Ha recorrido varias dependencias estatales para denunciar su caso, pero en ninguna le han hecho caso: “Hasta el día de hoy no se me escucha”.
No es la única que ha sufrido graves secuelas, tanto físicas como psicológicas, por la esterilización. “Hasta el día de hoy muchas víctimas tienen consecuencias físicas: muchos dolores en el abdomen, algunas tienen dolores en la espalda…”, apunta Salazar.
Y para las mujeres andinas el no poder tener hijos es además un estigma social. Muchas fueron repudiadas y abandonadas por sus maridos e incluso por sus comunidades. “Ya no servimos para nada. Yo me quería morir. No quería sufrir”, señala entre lágrimas Sabina, que hasta dos meses después de la intervención quirúrgica no supo lo que le habían hecho.
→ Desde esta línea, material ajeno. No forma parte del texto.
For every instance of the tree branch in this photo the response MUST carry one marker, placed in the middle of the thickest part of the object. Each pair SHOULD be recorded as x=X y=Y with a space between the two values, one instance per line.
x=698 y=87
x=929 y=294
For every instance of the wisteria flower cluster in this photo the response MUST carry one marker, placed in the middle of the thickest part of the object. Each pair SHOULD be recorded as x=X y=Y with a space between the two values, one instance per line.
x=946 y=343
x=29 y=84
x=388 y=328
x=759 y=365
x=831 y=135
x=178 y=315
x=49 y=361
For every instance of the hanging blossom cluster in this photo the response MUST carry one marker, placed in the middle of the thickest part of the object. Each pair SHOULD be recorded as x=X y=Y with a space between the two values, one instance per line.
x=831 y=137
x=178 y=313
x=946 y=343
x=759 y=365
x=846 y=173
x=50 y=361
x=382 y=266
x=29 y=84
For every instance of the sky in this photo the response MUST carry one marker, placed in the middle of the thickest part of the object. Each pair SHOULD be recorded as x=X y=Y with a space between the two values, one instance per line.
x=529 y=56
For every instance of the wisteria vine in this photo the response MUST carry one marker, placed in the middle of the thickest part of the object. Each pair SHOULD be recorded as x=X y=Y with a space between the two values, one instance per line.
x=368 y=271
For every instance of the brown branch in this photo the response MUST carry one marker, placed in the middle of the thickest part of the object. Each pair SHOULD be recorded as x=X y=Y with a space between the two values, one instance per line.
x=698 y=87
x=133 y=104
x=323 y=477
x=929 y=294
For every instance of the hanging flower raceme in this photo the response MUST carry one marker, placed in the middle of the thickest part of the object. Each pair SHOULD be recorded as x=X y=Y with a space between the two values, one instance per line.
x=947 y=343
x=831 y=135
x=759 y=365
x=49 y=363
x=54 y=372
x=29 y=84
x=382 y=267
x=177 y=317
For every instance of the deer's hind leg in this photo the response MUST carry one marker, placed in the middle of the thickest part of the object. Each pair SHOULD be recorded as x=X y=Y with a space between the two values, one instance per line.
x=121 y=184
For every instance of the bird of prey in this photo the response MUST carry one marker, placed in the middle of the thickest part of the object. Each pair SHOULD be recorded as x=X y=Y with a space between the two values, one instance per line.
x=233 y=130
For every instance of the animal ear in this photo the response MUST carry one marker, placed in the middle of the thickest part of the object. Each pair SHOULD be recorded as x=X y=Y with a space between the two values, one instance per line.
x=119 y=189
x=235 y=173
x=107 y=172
Otras corrieron peor suerte, pues las esterilizaciones se llevaron a cabo en condiciones insalubres, sin el personal y los medios adecuados, lo que provocó la muerte a varias de ellas. Salazar indica que “la Defensoría del Pueblo documentó 16 casos, pero hay muchos más que no se han podido documentar completamente”.
Ligia Ríos destaca que las 14 personas que fueron esterilizadas en el mismo grupo que ella (al hombre le hicieron una vasectomía) han fallecido todas por problemas de salud. “La única que sobrevive soy yo”.
“Todas las mujeres han tenido consecuencias debido a la esterilización y hasta ahora el ejecutivo tampoco hace nada, ninguna política de reparación ni nada”, reclama Salazar.
Las organizaciones de derechos humanos han apelado la pretensión del fiscal de archivar el caso contra Fujimori y sus ministros, algo que ya sucedió en 2009, aunque el Estado peruano lo reabrió tras ser reprendido por la Comisión Interamericana de Derechos Humanos.
Hilaria Supa, una congresista peruana quechuahablante del Parlamento Andino, un organismo regional, denuncia que “se trata de un tema de discriminación”. “¿A quién protegen? ¿Por qué lo niegan (la responsabilidad del Estado)? ¿Porque las mujeres no tienen dinero, no están en el poder y los otros sí están en el poder y tienen dinero?”, se pregunta.